The transfer of the power for researchers to be able to quick exploratory whole-genome sequencing with next-gen and eventually, high quality genome sequences from next-gen sequencing is predicted to transform how this kind of science gets done. It means we’ll probably just sequence a mutant strain instead of trying to map the mutation – this is happening already in anecdotal stories in worms and in our work in mushrooms. N.B. this is done after a mutagenized strain has been cleaned up a bit to insure we’re looking for one or only a few mutations based on some crosses – but that is part of standard genetic approaches anyways.

This fast,cheap,whole-genome-sequencing is also the stuff of personal genomics, but for basic research it will also mean that a first pass exploring gene repertoire of an organism will be a multi-week instead of multi-year project.
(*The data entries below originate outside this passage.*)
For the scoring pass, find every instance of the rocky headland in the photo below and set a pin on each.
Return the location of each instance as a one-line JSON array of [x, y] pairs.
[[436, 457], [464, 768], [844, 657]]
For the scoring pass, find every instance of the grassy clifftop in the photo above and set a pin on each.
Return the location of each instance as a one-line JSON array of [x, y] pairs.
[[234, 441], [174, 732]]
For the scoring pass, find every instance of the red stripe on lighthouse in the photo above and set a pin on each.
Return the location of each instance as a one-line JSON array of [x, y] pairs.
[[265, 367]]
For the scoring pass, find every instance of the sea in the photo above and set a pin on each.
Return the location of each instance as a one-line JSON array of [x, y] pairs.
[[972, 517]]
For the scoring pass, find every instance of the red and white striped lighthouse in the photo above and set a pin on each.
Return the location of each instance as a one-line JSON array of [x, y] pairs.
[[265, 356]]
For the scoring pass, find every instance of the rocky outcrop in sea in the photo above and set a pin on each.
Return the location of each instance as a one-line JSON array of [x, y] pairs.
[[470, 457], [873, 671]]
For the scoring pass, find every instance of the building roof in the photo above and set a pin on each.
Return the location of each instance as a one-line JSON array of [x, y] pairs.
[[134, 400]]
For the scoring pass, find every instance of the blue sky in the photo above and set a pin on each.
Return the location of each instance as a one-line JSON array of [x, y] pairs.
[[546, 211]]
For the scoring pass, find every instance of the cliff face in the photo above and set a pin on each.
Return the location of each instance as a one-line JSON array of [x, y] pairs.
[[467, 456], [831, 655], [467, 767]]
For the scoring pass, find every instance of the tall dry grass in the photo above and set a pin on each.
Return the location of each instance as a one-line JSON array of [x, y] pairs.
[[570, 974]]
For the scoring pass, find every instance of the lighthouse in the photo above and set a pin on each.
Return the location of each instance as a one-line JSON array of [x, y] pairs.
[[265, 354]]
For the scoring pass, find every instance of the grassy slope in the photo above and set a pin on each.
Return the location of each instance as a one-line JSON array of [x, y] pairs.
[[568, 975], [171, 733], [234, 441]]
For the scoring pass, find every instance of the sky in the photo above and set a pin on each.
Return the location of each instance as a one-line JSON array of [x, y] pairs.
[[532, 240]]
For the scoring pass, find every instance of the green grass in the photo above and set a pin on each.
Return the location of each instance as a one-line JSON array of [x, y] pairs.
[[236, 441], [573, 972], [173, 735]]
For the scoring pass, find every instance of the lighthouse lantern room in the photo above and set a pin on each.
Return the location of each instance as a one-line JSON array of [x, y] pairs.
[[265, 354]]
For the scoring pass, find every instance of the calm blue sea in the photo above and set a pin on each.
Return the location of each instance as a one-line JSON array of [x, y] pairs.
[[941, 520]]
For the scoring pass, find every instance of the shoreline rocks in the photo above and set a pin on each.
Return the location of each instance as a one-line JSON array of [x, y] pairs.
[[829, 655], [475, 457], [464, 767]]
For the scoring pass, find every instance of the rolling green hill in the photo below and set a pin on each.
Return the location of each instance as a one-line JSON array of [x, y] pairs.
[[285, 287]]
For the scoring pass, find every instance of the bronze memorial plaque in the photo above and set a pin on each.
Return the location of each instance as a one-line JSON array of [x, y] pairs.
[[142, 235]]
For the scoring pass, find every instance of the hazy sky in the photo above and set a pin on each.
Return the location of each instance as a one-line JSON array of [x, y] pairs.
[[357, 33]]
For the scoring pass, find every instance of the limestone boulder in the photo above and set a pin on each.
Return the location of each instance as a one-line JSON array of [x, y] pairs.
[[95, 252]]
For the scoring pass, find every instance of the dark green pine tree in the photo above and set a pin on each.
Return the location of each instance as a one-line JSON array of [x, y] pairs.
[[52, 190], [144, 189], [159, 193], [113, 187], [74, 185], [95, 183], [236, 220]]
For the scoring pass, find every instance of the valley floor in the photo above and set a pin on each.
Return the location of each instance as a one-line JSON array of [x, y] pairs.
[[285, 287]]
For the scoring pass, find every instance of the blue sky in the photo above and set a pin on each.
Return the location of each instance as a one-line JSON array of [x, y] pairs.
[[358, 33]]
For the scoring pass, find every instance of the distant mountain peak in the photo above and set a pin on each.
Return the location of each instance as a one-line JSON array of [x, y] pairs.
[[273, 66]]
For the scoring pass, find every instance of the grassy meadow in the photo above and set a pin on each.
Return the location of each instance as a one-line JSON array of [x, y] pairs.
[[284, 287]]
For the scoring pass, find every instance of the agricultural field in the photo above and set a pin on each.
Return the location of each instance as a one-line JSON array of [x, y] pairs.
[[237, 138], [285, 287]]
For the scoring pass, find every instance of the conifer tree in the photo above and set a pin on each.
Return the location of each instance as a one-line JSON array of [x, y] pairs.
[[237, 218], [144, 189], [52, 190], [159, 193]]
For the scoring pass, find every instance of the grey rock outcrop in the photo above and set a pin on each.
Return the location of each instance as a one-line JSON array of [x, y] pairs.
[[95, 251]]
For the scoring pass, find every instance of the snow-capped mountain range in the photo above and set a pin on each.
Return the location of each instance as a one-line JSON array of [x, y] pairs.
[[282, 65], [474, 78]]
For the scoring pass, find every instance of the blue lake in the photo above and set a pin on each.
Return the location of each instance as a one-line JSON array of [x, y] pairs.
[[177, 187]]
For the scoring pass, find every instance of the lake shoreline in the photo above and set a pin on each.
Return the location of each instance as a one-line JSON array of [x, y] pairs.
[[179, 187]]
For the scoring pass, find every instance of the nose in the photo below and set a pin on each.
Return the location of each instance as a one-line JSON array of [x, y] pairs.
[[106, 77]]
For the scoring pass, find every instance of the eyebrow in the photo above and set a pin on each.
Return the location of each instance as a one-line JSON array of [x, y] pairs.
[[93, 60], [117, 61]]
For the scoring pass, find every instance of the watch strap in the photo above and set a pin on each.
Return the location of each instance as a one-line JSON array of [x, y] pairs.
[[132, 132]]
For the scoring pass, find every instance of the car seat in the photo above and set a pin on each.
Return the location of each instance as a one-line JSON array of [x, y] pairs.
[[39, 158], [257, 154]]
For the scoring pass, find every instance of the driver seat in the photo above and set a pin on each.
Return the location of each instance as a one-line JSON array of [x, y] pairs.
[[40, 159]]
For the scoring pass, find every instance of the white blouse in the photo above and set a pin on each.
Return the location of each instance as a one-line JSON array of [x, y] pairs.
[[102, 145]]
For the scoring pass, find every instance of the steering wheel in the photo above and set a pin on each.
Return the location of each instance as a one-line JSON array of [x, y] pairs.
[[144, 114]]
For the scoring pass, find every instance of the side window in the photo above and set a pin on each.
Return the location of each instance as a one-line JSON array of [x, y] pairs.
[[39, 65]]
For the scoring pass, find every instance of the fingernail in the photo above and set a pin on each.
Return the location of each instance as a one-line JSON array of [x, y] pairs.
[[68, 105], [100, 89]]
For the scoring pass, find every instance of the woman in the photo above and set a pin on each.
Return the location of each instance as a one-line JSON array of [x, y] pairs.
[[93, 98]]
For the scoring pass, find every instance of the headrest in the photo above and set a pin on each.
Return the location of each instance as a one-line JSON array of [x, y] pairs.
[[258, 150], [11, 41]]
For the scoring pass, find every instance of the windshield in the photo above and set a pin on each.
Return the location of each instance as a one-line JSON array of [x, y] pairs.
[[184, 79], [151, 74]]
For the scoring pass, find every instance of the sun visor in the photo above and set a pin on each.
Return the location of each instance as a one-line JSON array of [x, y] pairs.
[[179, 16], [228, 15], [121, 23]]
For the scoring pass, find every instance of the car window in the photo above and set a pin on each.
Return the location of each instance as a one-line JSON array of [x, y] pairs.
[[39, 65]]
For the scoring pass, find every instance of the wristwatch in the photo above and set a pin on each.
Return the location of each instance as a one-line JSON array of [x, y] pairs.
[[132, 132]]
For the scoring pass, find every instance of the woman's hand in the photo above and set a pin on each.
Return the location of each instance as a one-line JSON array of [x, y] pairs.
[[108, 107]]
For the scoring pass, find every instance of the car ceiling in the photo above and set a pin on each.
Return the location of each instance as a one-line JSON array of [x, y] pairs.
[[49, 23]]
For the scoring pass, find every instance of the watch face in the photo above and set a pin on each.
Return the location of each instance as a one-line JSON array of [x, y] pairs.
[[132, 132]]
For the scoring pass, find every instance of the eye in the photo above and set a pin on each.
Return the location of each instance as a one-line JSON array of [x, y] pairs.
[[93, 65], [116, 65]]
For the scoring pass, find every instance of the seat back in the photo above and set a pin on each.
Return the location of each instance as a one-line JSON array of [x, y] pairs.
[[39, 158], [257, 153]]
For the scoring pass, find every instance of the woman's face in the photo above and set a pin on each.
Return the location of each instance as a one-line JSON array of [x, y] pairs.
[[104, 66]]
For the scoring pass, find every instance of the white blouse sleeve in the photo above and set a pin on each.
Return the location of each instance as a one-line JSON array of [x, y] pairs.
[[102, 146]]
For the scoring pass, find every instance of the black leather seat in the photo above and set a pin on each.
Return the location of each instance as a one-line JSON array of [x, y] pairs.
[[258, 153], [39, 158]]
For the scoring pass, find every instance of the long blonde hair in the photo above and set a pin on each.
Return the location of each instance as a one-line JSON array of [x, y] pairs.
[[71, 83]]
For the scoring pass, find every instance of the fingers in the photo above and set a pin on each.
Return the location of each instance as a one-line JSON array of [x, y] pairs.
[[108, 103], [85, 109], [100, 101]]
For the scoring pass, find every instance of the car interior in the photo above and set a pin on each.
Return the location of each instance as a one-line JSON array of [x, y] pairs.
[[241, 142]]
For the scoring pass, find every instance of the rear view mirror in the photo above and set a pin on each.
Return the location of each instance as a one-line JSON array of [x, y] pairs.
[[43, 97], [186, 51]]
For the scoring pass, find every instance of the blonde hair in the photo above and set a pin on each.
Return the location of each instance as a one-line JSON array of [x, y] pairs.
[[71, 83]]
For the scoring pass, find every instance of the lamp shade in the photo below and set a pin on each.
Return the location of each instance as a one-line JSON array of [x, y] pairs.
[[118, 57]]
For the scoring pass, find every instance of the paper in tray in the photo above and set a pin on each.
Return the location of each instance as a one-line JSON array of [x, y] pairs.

I just hope we’re training enough people who can efficiently extract the information from all this data with solid bioinformatics, computational, data-oriented programming, and statistical skills to support all the labs that will want to take this approach. You’ll need a life-vest to swim in the big data pool for a while until more tools are developed that can be deployed by non-experts.

P. chrysogenum genome

BBC news and GTO report the sequence of P. chrysogenum, will be published in October in Nat Biotechnology in a project based at the biotech company DSM. P. chrysogenum being the mold that fortuitously contaminated Dr Fleming’s bacterial plates.

The 13,500 reported genes in the press release is quite bit larger than relatives in the Aspergillus clade (~10,000 genes) so it will be intriguing to see what’s going on here and if there will be interesting examples of horizontal transfer like what has been investigated in Aspergillus oryzae. I am unclear as to whether the selected strain is a wild isolate or represents an industrial strain, but look forward to reading the full account of the genome.

Factoid – Most of the industrial fungal genome papers have seen publication in Nature Biotechnology (Aspergillus niger, Trichodermera reesei, and Phanerochaete chrysosporium).

Edit: 1-Oct-2008, Jonathan Badger, an author on the paper, blogs about the paper and links to the pre-print available on NBT site.